Abstract

We report on a boy with diabetes mellitus and a phenotype indicating glucokinase (GCK) insufficiency, but a normal GCK gene examination applying direct gene sequencing. The boy was referred for diabetes mellitus at 7.5 years old. His father, grandfather and great grandfather suffered type 2 DM. Several blood glucose profiles showed (BG) of 6.5–10 mmol/L L. After three years on neutral insulin Hagedorn (NPH) in a dose of 0.3 IU/kg/day haemoglobin A1c (HbA1c) was 6.8%. Treatment was changed to sulphonylurea 750 mg a day, and after 4 years HbA1c was 7%. At that time a multiplex ligation-dependent amplification gene dosage assay (MLPA) was done, revealing a whole GCK gene deletion. Medical treatment was ceased, and after one year HbA1c was 6.8%. This case underscores the importance of a MLPA examination if the phenotype of a patient is strongly indicative of GCK insufficiency and no mutation is identified using direct sequencing.

1. Introduction

Monogenic diabetes results from a mutation in a single gene. Most cases are autosomal dominant inherited, but may be recessive inherited, mitochondrial inherited, or be due to a de novo mutation [1]. Monogenic diabetes should be considered when diabetes is inherited through more than two generations. A common cause of monogenic diabetes, Maturity Onset Diabetes of the Young (MODY) is mutations in the glucokinase (GCK) gene (MODY2). MODY2 is characterized by moderately elevated fasting and postprandial blood glucose levels. Treatment is usually unnecessary [1]. Until recently, mutation screening has been restricted to denaturing high-performance liquid chromatography (dHPLC) or direct sequence analyses. However these methods do not detect large heterozygous deletion mutations.

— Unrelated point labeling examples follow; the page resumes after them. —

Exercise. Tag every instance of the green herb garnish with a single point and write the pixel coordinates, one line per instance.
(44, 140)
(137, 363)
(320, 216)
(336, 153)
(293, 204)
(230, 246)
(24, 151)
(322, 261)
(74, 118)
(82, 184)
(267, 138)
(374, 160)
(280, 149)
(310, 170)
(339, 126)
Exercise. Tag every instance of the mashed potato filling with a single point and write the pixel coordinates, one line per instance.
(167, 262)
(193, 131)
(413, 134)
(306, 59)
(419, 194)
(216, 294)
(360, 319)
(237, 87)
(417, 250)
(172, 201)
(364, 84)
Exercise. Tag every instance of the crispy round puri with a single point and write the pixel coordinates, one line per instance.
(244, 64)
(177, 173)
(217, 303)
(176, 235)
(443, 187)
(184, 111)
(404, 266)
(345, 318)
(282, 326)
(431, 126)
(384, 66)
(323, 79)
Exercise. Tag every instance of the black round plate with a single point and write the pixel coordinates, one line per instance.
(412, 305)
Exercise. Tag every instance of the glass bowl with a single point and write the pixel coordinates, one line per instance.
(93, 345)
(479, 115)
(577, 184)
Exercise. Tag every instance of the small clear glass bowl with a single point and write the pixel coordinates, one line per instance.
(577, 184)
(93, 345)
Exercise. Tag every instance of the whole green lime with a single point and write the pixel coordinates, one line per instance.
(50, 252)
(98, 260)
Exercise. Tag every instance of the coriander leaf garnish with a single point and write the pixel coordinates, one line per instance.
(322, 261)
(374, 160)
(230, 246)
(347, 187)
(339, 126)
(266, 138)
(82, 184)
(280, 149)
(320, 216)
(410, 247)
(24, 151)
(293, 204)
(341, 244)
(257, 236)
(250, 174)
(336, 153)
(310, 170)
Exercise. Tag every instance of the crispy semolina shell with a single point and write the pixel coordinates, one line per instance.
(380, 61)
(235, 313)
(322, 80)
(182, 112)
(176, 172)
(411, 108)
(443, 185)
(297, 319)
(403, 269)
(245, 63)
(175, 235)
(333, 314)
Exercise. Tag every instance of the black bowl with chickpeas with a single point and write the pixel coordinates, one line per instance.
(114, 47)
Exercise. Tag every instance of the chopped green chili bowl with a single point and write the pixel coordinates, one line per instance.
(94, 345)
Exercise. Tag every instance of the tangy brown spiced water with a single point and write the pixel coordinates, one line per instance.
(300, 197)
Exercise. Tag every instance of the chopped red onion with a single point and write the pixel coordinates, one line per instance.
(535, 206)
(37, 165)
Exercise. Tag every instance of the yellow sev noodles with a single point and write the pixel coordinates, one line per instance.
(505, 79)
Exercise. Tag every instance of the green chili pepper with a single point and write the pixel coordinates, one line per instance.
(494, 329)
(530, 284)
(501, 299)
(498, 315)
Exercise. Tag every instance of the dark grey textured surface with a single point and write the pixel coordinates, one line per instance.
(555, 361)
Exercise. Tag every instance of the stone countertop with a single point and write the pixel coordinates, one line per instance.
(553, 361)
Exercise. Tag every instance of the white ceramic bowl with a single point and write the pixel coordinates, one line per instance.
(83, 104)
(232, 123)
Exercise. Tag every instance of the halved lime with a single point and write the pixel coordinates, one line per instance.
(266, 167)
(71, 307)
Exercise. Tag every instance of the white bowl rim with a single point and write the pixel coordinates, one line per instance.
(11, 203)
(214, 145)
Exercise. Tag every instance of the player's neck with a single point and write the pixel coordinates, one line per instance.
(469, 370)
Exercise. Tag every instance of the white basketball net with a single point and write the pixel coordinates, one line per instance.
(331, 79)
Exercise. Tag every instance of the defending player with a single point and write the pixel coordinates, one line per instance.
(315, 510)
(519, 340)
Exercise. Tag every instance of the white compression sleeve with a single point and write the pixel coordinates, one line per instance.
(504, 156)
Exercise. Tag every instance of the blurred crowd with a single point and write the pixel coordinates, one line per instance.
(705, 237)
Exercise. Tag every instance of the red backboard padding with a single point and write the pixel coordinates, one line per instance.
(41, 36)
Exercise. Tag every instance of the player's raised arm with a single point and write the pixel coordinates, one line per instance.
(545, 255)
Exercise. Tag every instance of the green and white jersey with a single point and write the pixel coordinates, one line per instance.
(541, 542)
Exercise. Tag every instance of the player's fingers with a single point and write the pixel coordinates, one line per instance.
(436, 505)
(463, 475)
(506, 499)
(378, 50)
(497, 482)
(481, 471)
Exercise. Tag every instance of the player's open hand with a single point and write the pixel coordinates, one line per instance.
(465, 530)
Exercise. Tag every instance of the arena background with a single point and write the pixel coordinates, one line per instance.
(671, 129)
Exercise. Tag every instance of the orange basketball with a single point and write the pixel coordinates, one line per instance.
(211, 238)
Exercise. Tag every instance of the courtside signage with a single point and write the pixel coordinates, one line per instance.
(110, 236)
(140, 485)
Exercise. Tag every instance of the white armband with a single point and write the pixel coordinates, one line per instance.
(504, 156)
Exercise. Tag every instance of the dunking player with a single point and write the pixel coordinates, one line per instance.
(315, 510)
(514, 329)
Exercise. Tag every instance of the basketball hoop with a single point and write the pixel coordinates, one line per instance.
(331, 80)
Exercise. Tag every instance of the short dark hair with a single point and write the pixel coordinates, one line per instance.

We report on a boy with diabetes mellitus and a phenotype indicating GCK insufficiency, but a normal GCK gene examination applying direct gene sequencing.

2. Case Report

The boy was referred for diabetes mellitus (DM) at 7.5 year old, with two fasting blood glucoses (BG) of 7-8 mmol/L and a HbA1c of 6.4%. He was born at term with a birth weight of 2800 g and a birth length of 51 cm. He was slightly retarded. An MRI of the brain was normal apart from an arachnoideal cyst at cisterna ambiens. The parents were nonconsanguineous. The father, grandfather, two of the grandfather’s brothers, and the great grandfather were diagnosed with type 2 DM (Figure 1). The grandfather died at 54 years old. The pedigree indicated that the patient might have monogenic diabetes. However, gene sequencing of all GCK exons, intron-exon boundaries, and the promoter did not reveal any mutations. After several BG profiles of 6.5–10 mmol/L, the boy was treated with NPH insulin 8 IE in the morning (0.3 IE insulin per kg body weight). After three years on NHP 8 IE once a day, HbA1c was 6.8%. Stimulated C-peptide was 842 pmol/L, and the boy was tested negative for GAD65 and IA2 autoantibodies. The treatment was changed to sulphonylurea 750 mg a day. After four years on sulphonylurea, HbA1c was 7.0%. At that time a multiplex ligation-dependent amplification dosage assay (MLPA) revealed a whole GCK gene deletion (Figure 2). The GCK gene deletion was not identified in the parents and a brother, indicating that the deletion was a de novo mutation. The sulphonylurea treatment was ceased. One year later, HbA1c was unchanged 6.8%. An array comparative genomic hybridization of the whole genome did not reveal other mutations, and only the GCK gene was deleted.

3. Discussion

Most GCK mutations are single nucleotide mutations, which can be detected by dHPLC or direct gene sequencing [2, 3]. GCK deletion mutations are very rare [4]. Until now a whole GCK deletion in nonsyndromic patients have only been reported one time [2]. In syndromic patients, whole GCK gene deletions have been reported in combination with multiple gene deletions [5, 6]. In our patient, the pedigree and the phenotype gave a strong suspicion of a GCK mutation, and a de novo mutation with a whole GCK gene deletion was detected by MLPA. The relative low birth weight can be explained by the mother not having the GCK mutation and the fetus having the GCK mutation, which indirectly decreases fetal insulin secretion and thereby fetal growth [7]. This case emphasizes the importance of gene dosage analysis by MLPA in patients suspected for a GCK mutation, and no mutation was identified applying direct sequencing.

Conflict of Interests

N. H. Birkebæk, J. S. Sørensen, J. Vikre-Jørgensen, P. K. A. Jensen, O. Pedersen, and T. Hansen have no conflict of interests.